Jo Nesbo – Midnight Sun

Sich mit den falschen Leuten anzulegen ist immer gefährlich. Und wenn sie die Fishermans sind, insbesondere. Daher muss Jon aus Oslo verschwinden und sucht Unterschlupf im nördlichsten Zipfel Norwegens, in der Hoffnung dort seinem unvermeidlichen Schicksal zu entgehen.

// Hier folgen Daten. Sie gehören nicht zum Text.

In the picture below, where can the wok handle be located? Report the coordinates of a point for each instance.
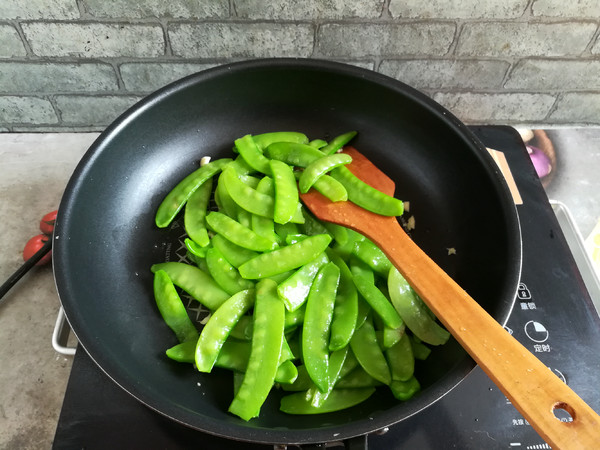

Bei den Samen trifft er auf Hilfsbereitschaft – und Skepsis. Ihre Lebensweise ist ihm fremd, aber er nähert sich ihnen an, insbesondere Lea und ihrem Sohn. Doch diese zarte Freundschaft bringt ebenfalls ihre Schattenseiten mit sich und alte Rechnungen verschwinden nicht einfach, wenn man sich selbst aus dem Staub macht…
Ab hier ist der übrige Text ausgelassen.